Objective: To develop a predictive model to aid non-clinical dispatchers to classify emergency medical call incidents by their life-threatening level (yes/no), admissible response delay (undelayable, minutes, hours, days) and emergency system jurisdiction (emergency system/primary care) in real time.
Materials: A total of 1 244 624 independent retrospective incidents from the Valencian emergency medical dispatch service in Spain from 2009 to 2012, comprising clinical features, demographics, circumstantial factors and free text dispatcher observations.
Methods: A deep multitask ensemble model integrating four subnetworks, composed in turn by multi-layer perceptron modules, bidirectional long short-term memory units and a bidirectional encoding representations from transformers module.
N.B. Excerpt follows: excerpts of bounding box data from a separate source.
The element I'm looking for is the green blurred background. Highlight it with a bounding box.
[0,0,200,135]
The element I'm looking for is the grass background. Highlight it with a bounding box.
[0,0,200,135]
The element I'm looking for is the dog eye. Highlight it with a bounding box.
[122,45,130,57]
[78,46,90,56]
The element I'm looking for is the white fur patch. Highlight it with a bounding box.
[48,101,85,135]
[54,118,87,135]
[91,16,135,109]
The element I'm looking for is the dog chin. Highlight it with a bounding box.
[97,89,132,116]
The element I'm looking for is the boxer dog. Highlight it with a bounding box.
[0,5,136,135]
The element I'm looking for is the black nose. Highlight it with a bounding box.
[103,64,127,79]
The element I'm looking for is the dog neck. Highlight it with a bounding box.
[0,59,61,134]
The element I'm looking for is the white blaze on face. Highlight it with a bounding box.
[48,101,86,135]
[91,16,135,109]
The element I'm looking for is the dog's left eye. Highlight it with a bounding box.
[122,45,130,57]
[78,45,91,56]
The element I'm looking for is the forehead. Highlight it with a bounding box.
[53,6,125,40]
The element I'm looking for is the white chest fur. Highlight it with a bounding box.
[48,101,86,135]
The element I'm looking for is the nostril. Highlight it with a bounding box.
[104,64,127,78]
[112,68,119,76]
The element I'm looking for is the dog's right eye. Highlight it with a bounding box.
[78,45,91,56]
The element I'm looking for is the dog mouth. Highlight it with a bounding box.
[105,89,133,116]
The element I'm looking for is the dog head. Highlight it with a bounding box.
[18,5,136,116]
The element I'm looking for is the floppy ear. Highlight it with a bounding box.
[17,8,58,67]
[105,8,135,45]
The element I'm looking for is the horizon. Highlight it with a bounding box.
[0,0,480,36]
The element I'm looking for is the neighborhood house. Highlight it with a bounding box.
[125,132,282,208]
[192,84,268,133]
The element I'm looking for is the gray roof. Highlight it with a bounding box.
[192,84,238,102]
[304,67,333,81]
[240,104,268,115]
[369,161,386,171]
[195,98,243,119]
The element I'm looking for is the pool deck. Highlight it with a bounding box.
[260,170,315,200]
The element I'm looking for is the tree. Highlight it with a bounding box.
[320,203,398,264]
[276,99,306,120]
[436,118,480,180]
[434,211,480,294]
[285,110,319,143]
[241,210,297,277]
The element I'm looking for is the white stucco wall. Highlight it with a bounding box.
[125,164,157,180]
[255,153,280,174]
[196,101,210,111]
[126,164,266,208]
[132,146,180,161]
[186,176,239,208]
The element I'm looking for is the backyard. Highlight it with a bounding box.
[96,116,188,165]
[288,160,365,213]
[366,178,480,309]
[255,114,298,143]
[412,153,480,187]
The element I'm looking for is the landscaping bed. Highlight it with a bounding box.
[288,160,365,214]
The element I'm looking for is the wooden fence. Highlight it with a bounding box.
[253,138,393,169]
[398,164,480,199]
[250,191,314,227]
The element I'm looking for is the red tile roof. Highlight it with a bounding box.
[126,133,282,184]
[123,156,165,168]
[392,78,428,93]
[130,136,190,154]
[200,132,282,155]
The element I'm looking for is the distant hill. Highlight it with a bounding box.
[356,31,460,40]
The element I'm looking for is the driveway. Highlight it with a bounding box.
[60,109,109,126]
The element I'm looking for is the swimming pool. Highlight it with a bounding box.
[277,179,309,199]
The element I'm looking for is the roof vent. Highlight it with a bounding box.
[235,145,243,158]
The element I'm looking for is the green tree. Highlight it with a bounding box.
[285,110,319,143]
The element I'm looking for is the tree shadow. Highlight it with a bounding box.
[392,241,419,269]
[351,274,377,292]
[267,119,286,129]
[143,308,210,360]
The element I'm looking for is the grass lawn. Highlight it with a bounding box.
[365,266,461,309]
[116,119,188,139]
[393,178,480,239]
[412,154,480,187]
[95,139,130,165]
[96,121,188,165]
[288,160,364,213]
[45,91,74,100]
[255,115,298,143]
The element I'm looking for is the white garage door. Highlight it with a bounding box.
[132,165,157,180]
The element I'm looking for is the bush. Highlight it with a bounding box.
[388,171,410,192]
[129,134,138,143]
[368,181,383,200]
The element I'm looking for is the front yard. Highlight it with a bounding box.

Results: The model showed a F1 score of 0.771 in life-threatening classification, 0.592 in response delay and 0.801 in jurisdiction, obtaining a performance increase of 13.2%, 16.4% and 4.5%, respectively, with regard to the current in-house triage protocol of the Valencian emergency medical dispatch service.
Discussion: The model captures information present in emergency medical calls not considered by the existing in-house triage protocol, but relevant to carry out incident classification. Besides, the results suggest that most of this information is present in the free text dispatcher observations.
Conclusion: To our knowledge, this study presents the development of the first deep learning model undertaking emergency medical call incidents classification. Its adoption in medical dispatch centers would potentially improve emergency dispatch processes, resulting in a positive impact in patient wellbeing and health services sustainability.